Chinese banks are being told to conduct stress tests to assess their exposure to property loans amid a weakening real estate market, Economic Information Daily reported Tuesday, citing unnamed sources.
Regulators want the evaluation done on lenders in Inner Mongolia and Wenzhou in Zhejiang province, among other areas that experienced home price fluctuations after a speculative buying spree, many on borrowed cash, until market curbs caused prices to plummet.
In Inner Mongolia, banks have been asked to report overdue property loans and related non-performing loans, and come up with plans to dispose of bad debt. They have until the end of August to comply.
Default risks are emerging in property development loans and individual mortgage loans in those regions, the report said.
Bad mortgage loans were 600 million yuan (US$97.4 million) in Erdos, a city in Inner Mongolia, an executive of the local branch of a state-owned bank was quoted as saying.
Wenzhou’s property market peaked in 2009 and 2010 but began to slump in September 2011 after the central government stepped in to cool soaring home prices by imposing home purchase restrictions, including a higher down payment.
Many Wenzhou homeowners were unable to sell their flats when sales and prices dropped quickly.
Worse, some businessmen bought property with borrowed cash from underground lenders.

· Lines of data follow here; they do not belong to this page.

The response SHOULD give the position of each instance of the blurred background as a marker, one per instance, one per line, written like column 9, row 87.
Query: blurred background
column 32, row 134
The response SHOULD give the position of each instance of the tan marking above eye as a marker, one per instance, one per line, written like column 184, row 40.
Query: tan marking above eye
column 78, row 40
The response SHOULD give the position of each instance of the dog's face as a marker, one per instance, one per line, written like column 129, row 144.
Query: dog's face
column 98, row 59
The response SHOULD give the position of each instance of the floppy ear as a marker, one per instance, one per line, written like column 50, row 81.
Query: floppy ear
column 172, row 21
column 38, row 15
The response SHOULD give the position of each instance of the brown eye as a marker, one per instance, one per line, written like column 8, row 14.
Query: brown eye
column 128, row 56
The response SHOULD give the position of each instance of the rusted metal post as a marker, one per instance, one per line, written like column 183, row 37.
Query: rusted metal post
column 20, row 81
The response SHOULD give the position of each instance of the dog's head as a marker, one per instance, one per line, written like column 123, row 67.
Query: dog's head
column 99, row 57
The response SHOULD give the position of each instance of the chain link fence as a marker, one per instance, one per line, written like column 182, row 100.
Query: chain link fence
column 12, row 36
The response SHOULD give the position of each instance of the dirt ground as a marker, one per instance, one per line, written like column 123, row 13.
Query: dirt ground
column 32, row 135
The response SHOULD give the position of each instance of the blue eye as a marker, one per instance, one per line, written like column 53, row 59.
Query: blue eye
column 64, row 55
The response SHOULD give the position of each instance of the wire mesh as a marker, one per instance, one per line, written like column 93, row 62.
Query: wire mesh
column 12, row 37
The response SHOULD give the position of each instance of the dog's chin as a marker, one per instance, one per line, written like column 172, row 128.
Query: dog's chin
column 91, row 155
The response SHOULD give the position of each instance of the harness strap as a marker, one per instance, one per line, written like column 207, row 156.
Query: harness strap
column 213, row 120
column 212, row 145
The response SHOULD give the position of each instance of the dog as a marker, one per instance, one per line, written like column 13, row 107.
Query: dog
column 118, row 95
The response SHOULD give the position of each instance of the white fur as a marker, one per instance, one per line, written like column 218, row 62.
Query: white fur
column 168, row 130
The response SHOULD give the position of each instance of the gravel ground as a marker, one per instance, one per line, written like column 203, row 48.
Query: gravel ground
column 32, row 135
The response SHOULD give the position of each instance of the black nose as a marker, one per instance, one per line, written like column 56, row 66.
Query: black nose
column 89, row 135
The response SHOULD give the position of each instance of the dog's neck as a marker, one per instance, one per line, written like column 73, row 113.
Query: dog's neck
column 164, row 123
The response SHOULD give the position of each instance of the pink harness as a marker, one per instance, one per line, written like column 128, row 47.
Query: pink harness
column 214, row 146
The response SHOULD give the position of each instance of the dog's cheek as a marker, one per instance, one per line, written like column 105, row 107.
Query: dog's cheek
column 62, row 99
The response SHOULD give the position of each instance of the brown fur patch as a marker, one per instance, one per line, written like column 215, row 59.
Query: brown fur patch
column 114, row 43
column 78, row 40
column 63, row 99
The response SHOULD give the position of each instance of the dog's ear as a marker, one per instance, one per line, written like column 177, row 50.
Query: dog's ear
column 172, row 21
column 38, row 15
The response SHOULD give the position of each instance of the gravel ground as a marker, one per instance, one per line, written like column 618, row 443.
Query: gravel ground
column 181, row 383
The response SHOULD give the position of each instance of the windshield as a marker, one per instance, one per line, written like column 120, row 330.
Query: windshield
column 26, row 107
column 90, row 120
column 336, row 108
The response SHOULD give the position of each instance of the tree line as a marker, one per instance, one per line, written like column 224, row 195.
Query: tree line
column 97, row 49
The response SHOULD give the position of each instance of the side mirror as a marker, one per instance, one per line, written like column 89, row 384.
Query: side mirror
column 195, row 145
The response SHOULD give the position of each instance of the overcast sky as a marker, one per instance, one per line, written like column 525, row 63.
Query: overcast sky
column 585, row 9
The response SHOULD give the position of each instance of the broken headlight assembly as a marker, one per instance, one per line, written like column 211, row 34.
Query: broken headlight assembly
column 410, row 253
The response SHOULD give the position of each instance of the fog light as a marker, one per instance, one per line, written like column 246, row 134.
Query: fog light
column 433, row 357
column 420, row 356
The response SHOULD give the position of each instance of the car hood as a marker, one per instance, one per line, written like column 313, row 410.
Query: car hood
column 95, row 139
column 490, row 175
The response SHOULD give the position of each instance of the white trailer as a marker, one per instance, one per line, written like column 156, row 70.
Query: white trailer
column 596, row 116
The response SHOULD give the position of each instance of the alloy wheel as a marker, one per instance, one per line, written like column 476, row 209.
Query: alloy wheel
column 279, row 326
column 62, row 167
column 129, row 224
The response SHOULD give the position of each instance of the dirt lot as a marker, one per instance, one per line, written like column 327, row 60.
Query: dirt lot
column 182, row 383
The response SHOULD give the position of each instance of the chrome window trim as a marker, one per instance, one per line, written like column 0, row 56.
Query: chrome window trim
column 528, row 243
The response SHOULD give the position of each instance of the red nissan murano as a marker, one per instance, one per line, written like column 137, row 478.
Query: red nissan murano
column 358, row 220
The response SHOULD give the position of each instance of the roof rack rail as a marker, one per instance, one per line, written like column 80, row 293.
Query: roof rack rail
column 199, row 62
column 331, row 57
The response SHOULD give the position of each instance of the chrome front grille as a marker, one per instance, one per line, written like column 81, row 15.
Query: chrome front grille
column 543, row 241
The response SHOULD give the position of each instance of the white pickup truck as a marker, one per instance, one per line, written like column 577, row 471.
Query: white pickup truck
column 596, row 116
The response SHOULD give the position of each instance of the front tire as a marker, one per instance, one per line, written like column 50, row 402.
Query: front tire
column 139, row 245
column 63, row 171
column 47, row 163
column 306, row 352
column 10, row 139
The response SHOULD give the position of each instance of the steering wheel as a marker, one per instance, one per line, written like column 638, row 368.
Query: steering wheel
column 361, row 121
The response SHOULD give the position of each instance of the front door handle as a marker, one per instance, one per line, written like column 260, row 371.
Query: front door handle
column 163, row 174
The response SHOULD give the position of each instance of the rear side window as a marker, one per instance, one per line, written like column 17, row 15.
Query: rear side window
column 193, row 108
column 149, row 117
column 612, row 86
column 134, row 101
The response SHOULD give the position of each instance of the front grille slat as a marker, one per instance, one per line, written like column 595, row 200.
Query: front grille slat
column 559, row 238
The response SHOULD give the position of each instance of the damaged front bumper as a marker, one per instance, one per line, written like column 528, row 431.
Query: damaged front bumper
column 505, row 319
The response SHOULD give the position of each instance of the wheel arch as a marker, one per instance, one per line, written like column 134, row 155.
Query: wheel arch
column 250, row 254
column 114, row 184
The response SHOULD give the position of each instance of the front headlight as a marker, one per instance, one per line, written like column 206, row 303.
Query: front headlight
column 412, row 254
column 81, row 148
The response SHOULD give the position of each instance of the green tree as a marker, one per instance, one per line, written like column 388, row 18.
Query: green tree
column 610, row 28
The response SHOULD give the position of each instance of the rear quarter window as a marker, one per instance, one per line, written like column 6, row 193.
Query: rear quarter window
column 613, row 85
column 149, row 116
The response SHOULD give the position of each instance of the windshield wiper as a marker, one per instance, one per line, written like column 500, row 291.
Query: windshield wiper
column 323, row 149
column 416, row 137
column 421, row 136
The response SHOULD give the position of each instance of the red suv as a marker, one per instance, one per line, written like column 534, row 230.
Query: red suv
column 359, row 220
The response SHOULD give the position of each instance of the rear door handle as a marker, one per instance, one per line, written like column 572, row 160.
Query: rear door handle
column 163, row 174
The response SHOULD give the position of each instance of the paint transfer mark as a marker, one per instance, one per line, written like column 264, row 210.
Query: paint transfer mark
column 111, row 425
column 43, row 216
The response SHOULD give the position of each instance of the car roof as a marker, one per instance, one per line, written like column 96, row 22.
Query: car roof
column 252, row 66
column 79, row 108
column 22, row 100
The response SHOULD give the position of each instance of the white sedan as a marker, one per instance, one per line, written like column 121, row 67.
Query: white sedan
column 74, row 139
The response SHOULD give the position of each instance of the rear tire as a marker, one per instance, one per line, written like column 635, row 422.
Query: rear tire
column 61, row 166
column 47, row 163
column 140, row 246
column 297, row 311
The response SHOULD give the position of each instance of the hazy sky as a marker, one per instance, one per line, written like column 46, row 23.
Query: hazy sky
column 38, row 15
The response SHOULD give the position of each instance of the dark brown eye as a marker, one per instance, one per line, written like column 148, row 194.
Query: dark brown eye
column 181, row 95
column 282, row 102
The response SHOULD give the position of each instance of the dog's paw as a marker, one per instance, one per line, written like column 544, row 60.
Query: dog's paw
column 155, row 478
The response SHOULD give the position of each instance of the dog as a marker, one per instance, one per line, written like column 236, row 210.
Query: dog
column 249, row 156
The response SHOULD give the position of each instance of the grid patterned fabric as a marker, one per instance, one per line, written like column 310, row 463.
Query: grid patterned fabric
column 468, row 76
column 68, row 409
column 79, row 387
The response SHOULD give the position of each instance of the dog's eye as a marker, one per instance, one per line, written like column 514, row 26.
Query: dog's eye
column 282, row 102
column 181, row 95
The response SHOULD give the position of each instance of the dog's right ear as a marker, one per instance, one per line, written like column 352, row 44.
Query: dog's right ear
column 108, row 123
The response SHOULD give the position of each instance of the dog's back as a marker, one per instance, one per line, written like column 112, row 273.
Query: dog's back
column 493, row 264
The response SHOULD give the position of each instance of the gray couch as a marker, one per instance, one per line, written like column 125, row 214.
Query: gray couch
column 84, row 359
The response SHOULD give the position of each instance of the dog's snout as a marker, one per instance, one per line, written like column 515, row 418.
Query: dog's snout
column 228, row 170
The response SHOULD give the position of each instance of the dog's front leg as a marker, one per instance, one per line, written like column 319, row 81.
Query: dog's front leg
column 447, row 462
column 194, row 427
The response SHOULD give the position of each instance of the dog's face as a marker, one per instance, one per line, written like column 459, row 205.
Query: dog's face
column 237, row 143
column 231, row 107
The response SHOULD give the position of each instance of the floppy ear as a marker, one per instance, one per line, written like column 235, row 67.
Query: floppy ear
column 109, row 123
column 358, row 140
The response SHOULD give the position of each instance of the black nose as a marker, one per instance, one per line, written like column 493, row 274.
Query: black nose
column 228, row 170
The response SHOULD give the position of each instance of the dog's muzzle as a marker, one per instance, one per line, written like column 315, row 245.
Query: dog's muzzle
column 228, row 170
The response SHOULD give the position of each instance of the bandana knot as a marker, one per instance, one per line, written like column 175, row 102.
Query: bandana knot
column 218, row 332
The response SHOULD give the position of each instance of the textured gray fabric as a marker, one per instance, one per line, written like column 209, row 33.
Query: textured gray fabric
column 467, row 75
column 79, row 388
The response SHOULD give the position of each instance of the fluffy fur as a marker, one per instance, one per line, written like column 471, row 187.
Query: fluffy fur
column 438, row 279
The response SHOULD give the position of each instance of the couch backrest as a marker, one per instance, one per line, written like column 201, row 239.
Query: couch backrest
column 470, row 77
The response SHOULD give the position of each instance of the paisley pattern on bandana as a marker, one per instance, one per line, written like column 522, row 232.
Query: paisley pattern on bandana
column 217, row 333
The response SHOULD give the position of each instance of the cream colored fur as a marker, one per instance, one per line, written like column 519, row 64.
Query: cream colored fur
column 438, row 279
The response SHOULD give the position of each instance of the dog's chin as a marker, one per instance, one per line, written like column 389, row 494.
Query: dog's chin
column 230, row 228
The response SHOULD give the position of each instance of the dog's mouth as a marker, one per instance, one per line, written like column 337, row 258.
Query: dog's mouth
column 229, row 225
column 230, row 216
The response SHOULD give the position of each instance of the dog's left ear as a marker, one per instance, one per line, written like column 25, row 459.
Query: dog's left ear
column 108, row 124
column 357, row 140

The property crash forced some of them to flee or commit suicide after going bankrupt.
Outstanding property-related loans were 16.2 trillion yuan at the end of June, accounting for 20.8 percent of all loans, while mortgage loans took up about 67 percent of property loans, according to the China Banking Regulatory Commission (CBRC).
CBRC vice chairman Wang Zhaoxing said banks will undergo stress tests in third and fourth-tier cities where property vacancy rates are high.